Mais c’est bien le sujet de la création qui a le plus animé les panélistes. Comme l’a remarqué François Ruault, « quand Microsoft crée la Surface Studio, il sert la créativité des artistes. Elle restitue l’intention originelle de la musique, car l’outil est aux mains de l’artiste, il n’y a donc plus d’intermédiaires, de techniciens. » Un point qui tient particulièrement à cœur d’André Manoukian, dont la start‐up a également pour objectif l’adaptation automatique des compositions générées par l’IA aux images qui leur sont soumises. « Cela permet aussi de faire revivre un métier disparu : le métier de documentariste sonore. Comme quoi, les robots ne font pas que détruire des emplois ! », souligne avec humour son fondateur.

 

L’occasion de faire découvrir à l’assemblée l’existence, pour aller plus loin, du très beau projet de Microsoft Research, Hands‐Free Music Project, qui permet à des artistes atteints de sclérose en plaques de composer des morceaux de musique grâce à leur œil. « Les chantiers thérapeutiques sont effectivement nombreux, souligne François Ruault.
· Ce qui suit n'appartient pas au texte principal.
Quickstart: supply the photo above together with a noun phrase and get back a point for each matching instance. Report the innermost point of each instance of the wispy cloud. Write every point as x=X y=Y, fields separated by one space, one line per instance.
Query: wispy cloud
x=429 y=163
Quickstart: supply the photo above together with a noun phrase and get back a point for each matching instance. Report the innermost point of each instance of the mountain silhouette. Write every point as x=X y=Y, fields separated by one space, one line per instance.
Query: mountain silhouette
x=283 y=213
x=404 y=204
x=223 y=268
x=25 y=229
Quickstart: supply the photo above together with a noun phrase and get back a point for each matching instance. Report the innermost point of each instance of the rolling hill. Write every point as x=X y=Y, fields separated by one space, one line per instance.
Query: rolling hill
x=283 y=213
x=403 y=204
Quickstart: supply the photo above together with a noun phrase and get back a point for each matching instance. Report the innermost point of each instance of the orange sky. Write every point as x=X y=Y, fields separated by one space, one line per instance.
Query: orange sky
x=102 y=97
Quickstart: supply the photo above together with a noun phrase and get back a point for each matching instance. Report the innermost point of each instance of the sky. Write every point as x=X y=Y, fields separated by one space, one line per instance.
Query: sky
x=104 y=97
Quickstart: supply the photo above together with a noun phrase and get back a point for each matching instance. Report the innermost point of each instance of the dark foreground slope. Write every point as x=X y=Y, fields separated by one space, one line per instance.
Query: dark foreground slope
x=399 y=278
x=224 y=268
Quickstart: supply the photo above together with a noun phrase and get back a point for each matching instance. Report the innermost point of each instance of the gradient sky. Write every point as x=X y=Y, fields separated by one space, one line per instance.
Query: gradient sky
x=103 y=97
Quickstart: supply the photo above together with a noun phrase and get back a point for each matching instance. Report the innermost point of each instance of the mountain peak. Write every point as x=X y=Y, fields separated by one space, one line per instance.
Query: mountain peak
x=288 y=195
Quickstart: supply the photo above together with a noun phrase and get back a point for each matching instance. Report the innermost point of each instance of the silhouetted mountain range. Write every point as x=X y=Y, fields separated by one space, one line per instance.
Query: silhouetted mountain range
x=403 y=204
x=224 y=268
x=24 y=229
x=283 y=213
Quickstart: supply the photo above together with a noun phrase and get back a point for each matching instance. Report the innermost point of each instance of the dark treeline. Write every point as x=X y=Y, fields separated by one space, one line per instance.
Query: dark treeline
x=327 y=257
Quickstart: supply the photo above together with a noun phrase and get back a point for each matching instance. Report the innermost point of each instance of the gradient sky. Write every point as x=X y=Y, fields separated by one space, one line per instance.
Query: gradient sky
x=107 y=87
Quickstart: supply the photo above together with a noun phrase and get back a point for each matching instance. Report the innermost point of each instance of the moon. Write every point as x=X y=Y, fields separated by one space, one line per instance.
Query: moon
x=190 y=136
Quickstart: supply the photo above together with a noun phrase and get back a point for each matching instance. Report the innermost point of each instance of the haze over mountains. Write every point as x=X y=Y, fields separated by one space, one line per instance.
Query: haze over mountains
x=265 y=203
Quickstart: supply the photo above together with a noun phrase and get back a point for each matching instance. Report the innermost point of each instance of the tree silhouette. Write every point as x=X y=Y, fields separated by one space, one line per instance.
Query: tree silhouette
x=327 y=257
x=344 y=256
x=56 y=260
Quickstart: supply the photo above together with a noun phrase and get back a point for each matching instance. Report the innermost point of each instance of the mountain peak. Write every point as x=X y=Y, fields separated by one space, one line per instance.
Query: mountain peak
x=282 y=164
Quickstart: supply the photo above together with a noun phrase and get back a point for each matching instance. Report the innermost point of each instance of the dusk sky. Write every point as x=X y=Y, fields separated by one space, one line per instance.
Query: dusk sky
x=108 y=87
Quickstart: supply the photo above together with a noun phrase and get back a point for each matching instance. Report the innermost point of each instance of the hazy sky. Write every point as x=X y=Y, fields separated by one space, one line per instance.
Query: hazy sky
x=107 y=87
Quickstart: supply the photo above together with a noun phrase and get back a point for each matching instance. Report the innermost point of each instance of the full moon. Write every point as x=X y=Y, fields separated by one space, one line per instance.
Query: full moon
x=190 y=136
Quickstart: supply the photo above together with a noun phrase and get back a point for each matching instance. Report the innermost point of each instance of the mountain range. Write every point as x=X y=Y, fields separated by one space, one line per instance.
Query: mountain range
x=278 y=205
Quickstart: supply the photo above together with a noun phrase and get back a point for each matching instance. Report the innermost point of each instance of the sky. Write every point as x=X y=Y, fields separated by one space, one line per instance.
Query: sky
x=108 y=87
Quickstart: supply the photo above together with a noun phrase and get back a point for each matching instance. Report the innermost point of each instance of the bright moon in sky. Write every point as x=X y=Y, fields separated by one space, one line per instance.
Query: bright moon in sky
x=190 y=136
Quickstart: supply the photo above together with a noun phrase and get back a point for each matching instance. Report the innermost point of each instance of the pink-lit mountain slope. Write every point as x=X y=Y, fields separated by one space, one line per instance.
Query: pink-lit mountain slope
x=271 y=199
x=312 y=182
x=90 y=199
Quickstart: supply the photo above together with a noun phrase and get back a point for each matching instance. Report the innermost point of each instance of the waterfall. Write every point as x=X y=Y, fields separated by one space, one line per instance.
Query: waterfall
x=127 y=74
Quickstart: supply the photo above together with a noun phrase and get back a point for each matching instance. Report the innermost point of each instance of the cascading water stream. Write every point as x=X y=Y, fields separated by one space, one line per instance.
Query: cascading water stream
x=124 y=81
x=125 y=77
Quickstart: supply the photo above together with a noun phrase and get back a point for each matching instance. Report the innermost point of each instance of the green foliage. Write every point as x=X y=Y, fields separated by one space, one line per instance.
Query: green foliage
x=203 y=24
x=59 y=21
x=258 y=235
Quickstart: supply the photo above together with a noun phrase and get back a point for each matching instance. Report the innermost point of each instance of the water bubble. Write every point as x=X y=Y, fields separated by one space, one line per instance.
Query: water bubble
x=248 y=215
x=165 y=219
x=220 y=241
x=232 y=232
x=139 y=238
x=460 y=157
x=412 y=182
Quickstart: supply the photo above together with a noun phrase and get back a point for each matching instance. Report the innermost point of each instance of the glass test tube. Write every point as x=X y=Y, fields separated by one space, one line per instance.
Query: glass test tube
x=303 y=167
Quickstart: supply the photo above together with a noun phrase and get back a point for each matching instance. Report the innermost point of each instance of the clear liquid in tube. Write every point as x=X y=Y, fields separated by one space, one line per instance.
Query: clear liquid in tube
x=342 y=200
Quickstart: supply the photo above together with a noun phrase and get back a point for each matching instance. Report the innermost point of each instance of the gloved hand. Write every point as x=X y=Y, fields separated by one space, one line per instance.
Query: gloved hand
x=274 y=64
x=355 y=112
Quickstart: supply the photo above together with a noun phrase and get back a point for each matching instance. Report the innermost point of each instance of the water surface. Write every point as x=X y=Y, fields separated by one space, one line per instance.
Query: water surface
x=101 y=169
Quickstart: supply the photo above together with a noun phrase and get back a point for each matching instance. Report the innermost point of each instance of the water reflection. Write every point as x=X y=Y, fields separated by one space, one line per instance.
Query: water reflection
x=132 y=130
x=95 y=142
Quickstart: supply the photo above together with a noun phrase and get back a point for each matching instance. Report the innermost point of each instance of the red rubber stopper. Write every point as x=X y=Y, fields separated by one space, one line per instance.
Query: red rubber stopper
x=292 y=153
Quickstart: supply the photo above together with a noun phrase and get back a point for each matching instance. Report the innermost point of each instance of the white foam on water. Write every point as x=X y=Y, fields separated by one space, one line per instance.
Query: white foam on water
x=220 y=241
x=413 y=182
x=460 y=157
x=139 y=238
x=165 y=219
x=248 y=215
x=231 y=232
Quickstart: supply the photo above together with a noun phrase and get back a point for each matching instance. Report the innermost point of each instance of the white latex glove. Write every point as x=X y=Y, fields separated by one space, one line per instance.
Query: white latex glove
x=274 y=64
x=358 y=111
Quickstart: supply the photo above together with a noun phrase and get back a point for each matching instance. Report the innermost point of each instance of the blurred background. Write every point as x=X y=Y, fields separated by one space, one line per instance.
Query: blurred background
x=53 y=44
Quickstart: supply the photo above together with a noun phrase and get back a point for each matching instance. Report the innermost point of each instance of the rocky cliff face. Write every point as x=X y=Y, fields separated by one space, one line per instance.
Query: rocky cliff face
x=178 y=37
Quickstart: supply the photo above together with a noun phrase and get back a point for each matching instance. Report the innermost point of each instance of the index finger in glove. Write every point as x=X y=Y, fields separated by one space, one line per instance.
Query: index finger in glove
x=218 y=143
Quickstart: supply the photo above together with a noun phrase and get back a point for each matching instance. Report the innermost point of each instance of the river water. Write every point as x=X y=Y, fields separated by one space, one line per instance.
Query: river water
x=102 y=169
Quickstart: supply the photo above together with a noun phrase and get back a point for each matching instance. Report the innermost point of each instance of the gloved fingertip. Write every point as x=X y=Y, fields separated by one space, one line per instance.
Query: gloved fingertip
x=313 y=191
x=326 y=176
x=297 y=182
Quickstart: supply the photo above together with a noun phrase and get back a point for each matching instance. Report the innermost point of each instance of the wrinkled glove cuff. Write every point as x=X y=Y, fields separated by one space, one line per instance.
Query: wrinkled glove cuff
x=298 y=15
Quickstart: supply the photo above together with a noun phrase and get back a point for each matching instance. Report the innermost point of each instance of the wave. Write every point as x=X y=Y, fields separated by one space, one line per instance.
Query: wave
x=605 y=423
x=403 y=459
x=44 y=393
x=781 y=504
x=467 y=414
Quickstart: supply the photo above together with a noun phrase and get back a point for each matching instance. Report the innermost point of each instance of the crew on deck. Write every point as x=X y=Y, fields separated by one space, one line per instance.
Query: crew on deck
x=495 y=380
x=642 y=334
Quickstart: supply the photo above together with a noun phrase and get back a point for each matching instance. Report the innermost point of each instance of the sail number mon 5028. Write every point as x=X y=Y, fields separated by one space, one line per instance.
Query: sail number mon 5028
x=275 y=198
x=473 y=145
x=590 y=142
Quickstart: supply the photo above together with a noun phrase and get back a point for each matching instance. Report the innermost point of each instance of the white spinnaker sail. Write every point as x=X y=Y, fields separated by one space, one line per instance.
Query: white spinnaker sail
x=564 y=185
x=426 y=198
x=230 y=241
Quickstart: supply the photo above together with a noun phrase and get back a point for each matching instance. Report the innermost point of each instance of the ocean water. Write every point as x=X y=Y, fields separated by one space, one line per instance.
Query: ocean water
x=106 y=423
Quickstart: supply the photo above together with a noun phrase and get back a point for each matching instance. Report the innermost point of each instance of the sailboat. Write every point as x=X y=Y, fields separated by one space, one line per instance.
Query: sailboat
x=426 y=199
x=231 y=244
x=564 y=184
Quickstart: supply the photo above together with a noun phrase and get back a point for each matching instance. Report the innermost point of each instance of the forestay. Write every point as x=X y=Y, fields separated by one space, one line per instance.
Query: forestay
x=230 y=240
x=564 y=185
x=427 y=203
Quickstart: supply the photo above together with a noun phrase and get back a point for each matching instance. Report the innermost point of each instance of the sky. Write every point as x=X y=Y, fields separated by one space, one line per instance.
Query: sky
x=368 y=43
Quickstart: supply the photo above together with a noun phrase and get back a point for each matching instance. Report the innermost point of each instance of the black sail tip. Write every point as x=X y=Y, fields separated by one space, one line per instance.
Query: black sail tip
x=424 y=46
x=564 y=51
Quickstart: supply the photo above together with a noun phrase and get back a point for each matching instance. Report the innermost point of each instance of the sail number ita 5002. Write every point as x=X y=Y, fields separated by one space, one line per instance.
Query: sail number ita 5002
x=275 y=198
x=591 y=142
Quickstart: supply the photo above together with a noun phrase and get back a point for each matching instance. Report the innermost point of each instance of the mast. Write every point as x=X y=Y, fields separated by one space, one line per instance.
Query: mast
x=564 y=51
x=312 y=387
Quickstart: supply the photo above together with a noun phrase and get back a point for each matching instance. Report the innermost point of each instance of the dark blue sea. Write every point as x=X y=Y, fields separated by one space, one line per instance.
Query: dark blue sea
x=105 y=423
L’intelligence artificielle peut aider à spatialiser le son, mais également à comprendre comment il est perçu. » C’est notamment le cas de la digital room correction (DRC : un procédé acoustique par lequel des filtres digitaux améliorent les effets défavorables de l’acoustique d’une pièce), qui peut connaître de formidables avancées avec l’intelligence artificielle.

 

Et c’est d’ailleurs sur ces perspectives d’avenir que s’est conclue cette conférence, mais pas sans un petit morceau de musique improvisé par André Manoukian qui, après avoir recueilli quatre notes dans l’assemblée, a composé, au fil de son inspiration, une musique parfaitement originale.